Grenzen setzen: Fachleute sagen, dass es wichtig ist, Grenzen zu setzen und darauf zu bestehen, dass sie eingehalten werden. So könnte ein Betroffener etwa sagen: „Ich fühle mich im Moment von dir nicht ernst genommen. Wir können gerne reden. Daraus wird aber erst etwas, wenn du mich freundlicher und mit mehr Respekt behandelst.“
Manch einer respektiert solche Grenzen allerdings nicht. Diego hatte sich bemüht, Grenzen zu setzen, doch seine Frau stritt einfach weiter. „Mit einem, der dich misshandelt, lässt sich nicht immer vernünftig reden“, erklärt er. „Außerdem ist es sehr schwierig, ruhig zu bleiben, wenn man verbal attackiert wird. Christus wäre weggegangen oder hätte etwas Sanftes erwidert. So vollkommen war ich halt nicht. Da hätte ich einiges besser machen können. Ich denke, man braucht einen Schlichter – einen Führer der Kirche oder einen Therapeuten –, um vernünftig miteinander reden zu können.“
In solchen Situationen kann es hilfreich sein, therapeutische Hilfe in Anspruch zu nehmen. Ein Therapeut, der sich mit dem Fachgebiet psychische Gewalt auskennt, kann Wege aufzeigen, wie man mit wechselnden Emotionen umgeht.

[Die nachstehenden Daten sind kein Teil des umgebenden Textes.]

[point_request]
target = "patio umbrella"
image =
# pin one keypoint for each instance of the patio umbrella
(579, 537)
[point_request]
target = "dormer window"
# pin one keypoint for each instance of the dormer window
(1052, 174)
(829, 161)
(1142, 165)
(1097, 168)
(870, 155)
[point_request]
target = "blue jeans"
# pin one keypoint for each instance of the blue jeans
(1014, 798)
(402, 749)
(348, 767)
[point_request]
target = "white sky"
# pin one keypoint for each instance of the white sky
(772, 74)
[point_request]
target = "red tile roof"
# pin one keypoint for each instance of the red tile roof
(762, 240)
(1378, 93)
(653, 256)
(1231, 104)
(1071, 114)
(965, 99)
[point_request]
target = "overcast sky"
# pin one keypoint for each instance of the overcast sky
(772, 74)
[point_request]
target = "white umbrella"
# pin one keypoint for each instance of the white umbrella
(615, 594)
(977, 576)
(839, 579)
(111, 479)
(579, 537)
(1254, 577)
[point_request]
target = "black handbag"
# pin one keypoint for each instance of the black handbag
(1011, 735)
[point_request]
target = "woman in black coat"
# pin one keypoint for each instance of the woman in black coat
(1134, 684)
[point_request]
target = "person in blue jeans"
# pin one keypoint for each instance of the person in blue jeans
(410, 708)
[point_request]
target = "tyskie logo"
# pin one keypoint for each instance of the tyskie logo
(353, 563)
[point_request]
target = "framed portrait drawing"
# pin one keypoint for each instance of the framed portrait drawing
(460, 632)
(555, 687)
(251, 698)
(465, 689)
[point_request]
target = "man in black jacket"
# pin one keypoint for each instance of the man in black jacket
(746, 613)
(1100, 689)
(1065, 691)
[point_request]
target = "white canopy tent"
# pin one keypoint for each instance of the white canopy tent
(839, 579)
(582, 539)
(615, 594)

Die Probleme ansprechen: Manchmal ist sich jemand, der Verletzendes sagt, nicht bewusst, wie sehr er der Beziehung schadet. Ist er bereit Hilfe anzunehmen, kann er lernen, sich zu ändern. Derjenige, dem etwas Verletzendes an den Kopf geworfen wurde, kann – vorausgesetzt, die Gefühle kochen zu diesem Zeitpunkt nicht hoch – zum Beispiel sagen: „Wenn du so etwas sagst, fühle ich mich gekränkt [oder ungeliebt oder missachtet]. Ich fände es gut, wenn du …“ Wird dem Betreffenden sein Verhalten auf diese Weise aufgezeigt, kann er sich bewusstmachen, was er da tut, und er erhält die Möglichkeit zur Korrektur.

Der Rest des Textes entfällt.